Elemental
It is now summer in Central America,the rains have subsided for the most part, mangos and coconuts are in season. Clouds of fine dust arise from the roads as the cars drive on or at the slightest provocation from the wind. And as I walk through the sugarcane fields, witnessing the early stages of cane growth, I should not be amazed, but I still am. I’m amazed at how nature turns the same clouds of dirt that are now pushing me to the brink of sneezing, the sun that is baking the exposed skin on my neck and arms and the moisture so deeply missed now by my throat, into the juicy, sugary and generous cane stalk.
Nature constantly performs transformations such as these all around us. We simply get so used to them that we take them for granted or, even worse, never notice them in the first place.
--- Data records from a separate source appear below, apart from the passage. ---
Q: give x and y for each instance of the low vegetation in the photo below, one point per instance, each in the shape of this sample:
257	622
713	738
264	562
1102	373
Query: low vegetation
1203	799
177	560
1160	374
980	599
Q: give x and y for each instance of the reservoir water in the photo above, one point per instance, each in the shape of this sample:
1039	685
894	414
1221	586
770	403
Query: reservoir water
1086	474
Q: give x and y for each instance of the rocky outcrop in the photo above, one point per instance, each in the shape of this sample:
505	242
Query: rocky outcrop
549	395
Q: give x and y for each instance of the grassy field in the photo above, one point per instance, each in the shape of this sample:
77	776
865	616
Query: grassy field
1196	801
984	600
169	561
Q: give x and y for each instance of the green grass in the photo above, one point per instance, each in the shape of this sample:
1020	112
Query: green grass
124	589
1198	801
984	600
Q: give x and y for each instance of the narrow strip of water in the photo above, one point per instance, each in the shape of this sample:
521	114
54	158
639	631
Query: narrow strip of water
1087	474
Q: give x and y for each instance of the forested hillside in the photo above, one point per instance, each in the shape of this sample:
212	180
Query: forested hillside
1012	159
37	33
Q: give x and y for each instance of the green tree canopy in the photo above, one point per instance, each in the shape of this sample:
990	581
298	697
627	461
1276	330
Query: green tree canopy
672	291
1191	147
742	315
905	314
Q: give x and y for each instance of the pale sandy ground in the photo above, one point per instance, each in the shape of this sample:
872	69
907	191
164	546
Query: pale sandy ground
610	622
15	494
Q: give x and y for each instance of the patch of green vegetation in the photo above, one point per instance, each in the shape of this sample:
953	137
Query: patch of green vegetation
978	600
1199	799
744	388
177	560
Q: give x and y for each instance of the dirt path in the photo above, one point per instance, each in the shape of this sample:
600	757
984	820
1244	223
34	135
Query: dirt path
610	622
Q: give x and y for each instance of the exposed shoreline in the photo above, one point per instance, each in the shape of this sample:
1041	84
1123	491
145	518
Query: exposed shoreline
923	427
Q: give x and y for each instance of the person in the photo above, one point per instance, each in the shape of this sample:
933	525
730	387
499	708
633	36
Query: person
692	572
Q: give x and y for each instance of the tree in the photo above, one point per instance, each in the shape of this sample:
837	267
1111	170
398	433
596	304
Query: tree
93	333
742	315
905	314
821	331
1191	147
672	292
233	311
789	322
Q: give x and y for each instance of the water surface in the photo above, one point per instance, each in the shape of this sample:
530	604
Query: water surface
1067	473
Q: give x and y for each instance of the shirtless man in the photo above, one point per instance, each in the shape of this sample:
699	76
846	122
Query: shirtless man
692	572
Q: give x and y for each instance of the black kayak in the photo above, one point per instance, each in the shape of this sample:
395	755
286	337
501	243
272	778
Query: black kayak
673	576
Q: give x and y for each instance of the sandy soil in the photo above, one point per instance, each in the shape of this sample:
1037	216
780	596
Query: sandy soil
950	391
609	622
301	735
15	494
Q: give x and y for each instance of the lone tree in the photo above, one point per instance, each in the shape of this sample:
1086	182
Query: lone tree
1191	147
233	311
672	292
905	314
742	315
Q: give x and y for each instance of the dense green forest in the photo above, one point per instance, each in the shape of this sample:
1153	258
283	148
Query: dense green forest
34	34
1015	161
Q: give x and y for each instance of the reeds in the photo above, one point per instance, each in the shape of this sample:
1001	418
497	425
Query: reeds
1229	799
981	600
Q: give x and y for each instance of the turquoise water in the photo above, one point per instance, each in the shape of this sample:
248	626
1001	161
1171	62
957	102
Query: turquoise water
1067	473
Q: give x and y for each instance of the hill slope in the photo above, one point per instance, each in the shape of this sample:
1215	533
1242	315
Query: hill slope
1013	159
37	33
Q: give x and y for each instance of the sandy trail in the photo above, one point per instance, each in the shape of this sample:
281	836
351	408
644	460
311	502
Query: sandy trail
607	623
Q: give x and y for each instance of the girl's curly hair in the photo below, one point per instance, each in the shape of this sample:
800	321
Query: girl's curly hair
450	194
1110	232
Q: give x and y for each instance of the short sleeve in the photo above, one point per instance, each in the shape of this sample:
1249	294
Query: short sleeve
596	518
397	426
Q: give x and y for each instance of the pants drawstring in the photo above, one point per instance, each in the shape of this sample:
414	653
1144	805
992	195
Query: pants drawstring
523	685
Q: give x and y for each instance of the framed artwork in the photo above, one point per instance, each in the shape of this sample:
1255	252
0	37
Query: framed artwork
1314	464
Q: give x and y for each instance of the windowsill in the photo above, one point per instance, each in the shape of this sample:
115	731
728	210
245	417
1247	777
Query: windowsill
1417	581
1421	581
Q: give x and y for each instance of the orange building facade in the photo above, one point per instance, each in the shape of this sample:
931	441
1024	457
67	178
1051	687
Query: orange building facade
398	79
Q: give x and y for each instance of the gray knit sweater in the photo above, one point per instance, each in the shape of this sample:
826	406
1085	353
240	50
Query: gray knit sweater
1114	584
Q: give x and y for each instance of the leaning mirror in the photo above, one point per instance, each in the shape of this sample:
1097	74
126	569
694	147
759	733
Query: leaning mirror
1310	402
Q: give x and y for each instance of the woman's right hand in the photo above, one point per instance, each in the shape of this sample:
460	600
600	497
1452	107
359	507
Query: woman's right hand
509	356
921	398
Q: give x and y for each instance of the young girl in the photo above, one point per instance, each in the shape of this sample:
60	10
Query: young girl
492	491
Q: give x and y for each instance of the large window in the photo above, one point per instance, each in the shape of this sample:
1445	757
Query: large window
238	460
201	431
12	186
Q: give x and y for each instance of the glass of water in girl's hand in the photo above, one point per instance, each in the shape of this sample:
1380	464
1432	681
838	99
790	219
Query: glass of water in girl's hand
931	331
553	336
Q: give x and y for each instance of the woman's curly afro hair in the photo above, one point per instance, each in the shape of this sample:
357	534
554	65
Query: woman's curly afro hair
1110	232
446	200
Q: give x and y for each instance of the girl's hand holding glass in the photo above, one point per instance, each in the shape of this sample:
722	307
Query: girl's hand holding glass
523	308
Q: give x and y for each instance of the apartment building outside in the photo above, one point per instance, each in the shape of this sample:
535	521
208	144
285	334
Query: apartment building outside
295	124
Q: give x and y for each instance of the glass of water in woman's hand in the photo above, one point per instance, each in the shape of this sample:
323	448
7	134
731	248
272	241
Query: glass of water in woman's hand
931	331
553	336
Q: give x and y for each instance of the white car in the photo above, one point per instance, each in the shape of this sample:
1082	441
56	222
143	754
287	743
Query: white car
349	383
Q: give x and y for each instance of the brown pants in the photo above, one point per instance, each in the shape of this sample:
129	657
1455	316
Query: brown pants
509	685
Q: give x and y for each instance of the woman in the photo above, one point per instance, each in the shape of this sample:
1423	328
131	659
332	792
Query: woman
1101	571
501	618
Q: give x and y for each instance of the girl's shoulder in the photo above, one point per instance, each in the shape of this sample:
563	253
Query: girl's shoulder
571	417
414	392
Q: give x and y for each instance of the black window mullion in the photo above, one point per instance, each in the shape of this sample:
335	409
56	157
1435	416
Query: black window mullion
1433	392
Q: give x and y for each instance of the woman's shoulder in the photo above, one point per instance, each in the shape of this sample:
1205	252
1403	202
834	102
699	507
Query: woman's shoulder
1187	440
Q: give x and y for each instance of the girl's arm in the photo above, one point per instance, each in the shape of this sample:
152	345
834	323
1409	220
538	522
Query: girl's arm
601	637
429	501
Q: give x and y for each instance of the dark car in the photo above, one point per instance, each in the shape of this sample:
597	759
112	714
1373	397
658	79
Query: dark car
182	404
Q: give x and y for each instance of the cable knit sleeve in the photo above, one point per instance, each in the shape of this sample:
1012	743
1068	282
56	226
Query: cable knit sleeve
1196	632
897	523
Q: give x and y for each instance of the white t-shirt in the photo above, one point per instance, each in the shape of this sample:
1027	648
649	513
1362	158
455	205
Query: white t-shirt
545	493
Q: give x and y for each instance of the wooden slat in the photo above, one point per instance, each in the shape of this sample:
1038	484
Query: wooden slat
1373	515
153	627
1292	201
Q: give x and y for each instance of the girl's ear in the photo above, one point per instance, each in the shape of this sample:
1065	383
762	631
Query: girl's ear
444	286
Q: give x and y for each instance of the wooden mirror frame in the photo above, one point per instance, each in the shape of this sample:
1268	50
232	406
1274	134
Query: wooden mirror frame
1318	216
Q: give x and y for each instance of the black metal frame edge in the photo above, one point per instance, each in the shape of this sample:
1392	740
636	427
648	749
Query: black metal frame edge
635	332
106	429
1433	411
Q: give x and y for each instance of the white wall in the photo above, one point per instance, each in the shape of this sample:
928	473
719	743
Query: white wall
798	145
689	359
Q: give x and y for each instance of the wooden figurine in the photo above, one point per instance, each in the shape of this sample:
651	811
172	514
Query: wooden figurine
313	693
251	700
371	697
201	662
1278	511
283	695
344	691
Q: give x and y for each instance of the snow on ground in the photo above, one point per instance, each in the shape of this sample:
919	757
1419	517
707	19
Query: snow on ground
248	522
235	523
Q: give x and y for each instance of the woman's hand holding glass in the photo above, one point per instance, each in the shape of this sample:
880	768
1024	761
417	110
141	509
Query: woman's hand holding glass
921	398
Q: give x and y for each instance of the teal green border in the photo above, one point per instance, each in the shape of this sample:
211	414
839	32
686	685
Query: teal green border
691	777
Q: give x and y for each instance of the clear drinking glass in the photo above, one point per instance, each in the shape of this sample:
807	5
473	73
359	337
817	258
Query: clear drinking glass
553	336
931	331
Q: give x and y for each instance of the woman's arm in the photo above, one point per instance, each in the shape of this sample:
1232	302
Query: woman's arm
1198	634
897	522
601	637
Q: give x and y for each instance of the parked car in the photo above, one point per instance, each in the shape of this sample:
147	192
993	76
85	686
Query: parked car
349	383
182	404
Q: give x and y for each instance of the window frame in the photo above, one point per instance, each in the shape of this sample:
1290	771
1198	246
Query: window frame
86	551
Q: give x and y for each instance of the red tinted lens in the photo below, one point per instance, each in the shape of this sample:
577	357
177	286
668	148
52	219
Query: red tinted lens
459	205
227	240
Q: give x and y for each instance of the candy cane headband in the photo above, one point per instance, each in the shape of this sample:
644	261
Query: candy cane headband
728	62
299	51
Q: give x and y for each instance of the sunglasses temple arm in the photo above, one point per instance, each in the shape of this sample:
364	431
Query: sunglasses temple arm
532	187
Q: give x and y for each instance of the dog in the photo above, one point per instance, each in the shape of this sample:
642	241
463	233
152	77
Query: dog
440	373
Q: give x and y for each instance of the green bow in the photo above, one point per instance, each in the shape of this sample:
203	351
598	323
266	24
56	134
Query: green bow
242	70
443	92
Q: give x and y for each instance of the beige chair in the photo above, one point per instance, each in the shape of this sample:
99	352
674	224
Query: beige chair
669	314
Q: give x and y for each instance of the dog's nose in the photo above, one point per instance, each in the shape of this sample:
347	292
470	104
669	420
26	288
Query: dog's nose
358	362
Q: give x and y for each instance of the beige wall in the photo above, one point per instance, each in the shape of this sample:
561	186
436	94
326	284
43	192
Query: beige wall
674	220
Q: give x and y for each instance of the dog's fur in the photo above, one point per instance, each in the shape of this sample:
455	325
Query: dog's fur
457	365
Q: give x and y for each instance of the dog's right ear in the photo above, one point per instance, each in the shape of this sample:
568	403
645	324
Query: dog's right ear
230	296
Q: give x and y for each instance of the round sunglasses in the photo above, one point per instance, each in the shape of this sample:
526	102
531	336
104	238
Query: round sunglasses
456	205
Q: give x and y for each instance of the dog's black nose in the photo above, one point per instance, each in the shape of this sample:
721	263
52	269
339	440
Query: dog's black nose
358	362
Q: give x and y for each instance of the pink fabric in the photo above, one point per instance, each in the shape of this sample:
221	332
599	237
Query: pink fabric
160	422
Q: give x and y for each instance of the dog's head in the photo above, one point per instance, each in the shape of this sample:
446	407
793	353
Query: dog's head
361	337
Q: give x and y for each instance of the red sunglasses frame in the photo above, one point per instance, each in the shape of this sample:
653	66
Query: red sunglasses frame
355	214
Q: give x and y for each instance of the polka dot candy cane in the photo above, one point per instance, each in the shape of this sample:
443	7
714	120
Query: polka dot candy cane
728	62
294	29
The Greek alchemical elements: wind, fire, water and earth, were thought to be the building blocks of everything in the universe and, to a great extent, they truly ARE involved in some stage of their creation. Rum’s transformations inside the aging barrel are equally mesmerizing: from the loss of hydrogen atoms during the creation of aldehydes to the formation of water molecules during the esterification process. Again, I should not be amazed (it is,after all, part of the basic organic chemistry knowledge all engineering students learn in college), yet seeing the transformation take place in front of me continues to capture my attention and imagination.
Sugar, alcohol, water and wood are, in their own way, a smaller set of alchemical elements that modern-day distillers and blenders continue to use to transform the ordinary into the extraordinary.